Lo que ha pasado en la sociedad argentina, sobre todo en los últimos 60 años es que el discurso de la unidad nacional se ha regado con nafta. El 90 % de la violencia y las divisiones argentinas nace de las dirigencias por acción u omisión. Los piquetes son violencia, los aprietes sindicales son violencia, la mentira institucionalizada como forma de gobierno es violencia, las candidaturas testimoniales son violencia, habilitar plazas para acampes por mera interna partidaria es violencia, financiar movimientos violentos es violencia, destruir o deformar nuestros valores comunes como los símbolos patrios, nuestro lenguaje, nuestra literatura, nuestra historia. Todo esto y mucho más es violencia conspirativa contra el contrato social.

Gandhi decía que no estaba de acuerdo con la democracia si eso significaba que las mayorías aplasten a las minorías, pero lo que ha pasado aquí es mucho peor, un grupo de clanes aplastan todos los días a la mayoría de los ciudadanos.

Y la usina de estos males esta antes que nada en las dirigencias, por simple interés sectorial, personal o partidario. En los últimos 60 años el ciudadano argentino se acostumbró a perder y el dirigente sindical, piquetero o político se especializo en ganar. Entonces esa sea tal vez la primera premisa para construir un nuevo contrato social, reformular el corazón y la sesera de nuestros dirigentes.

Tenemos que apuntar a construir un nuevo contrato social desde la verdad y la no violencia, desde la verdad y la no violencia genuina, no la cosmética, con miras hacia un proyecto común de nación, desde el corazón apasionado humeante de sentimientos colectivos y no desde el zapallo frio y calculador, desde la visión de la nación y no desde el partido, desde las próximas generaciones y no desde las próximas elecciones, desde el futuro y no desde el pasado, de otra manera no es viable el contrato social que se busca.
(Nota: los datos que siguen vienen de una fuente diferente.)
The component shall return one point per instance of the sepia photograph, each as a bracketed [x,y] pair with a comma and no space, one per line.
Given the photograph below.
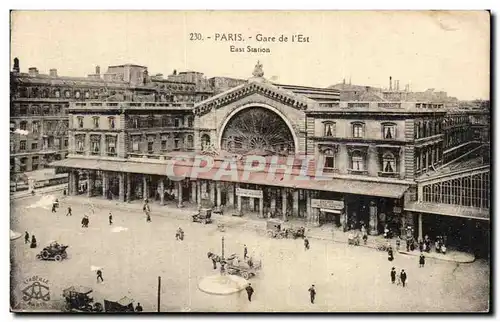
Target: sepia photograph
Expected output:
[250,161]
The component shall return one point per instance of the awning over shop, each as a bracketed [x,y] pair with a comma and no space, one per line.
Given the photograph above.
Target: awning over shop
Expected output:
[117,166]
[293,180]
[449,210]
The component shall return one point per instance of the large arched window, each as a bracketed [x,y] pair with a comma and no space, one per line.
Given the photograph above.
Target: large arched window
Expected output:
[205,141]
[388,163]
[329,156]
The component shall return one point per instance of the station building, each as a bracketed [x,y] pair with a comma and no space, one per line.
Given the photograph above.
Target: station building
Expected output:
[372,155]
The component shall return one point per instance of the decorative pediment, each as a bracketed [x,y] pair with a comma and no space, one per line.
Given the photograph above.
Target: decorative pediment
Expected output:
[264,88]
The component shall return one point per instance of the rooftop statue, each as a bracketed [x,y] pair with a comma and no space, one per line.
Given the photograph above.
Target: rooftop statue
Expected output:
[258,72]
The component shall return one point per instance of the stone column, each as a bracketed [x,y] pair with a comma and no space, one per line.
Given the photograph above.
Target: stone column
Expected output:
[212,191]
[219,194]
[373,219]
[90,183]
[121,186]
[230,195]
[179,194]
[193,191]
[296,202]
[284,203]
[105,184]
[420,226]
[345,216]
[261,207]
[145,192]
[161,190]
[129,187]
[251,203]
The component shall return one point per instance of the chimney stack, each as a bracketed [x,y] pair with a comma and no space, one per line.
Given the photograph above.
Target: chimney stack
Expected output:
[33,71]
[16,65]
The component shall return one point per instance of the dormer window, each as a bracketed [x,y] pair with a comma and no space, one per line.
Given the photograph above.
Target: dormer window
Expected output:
[389,131]
[329,129]
[358,130]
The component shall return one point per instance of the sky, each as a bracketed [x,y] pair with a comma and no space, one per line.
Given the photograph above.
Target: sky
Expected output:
[444,50]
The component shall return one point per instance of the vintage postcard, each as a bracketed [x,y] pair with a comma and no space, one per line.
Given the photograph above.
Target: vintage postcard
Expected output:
[250,161]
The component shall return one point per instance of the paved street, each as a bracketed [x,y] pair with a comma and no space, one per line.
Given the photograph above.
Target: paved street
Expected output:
[346,278]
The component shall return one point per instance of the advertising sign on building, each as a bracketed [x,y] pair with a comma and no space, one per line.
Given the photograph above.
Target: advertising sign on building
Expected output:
[327,204]
[249,193]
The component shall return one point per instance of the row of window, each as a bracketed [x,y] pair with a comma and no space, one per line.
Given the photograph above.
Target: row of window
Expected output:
[49,143]
[96,122]
[358,130]
[26,110]
[357,162]
[60,126]
[471,191]
[425,129]
[163,121]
Y no solo no es viable, sino que es innecesario, ya que por acción u omisión estamos disolviendo de hecho el motivo que nos juntó que es la causa y el destino común de una nación.

Son muchas las premisas que deberíamos mencionar a la hora de la construcción de un nuevo contrato social, pero todo camino comienza con un paso y ese paso es el que a nuestro criterio empieza con nuestros dirigentes.
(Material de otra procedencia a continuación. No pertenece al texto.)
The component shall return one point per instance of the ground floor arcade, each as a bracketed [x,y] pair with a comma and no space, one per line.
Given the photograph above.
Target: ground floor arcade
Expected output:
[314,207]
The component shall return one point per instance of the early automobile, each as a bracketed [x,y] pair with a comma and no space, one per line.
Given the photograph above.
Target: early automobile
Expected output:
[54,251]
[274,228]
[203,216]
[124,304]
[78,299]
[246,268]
En el final, el mismo punto donde arranque, nuestras dirigencias deben comprender sus roles de educadores, deben educar con el ejemplo y si quieren una sociedad en paz debe haber paz entre ellos y en sus corazones.

Por último y a modo de cierre como decía Fierro: Mas naides se crea ofendido pues a ninguno incomodo, y si canto de este modo por encontrarlo oportuno no es para mal de ninguno sino para bien de todos.

(*) Precandidato a diputado Nacional por UNIR Chaco.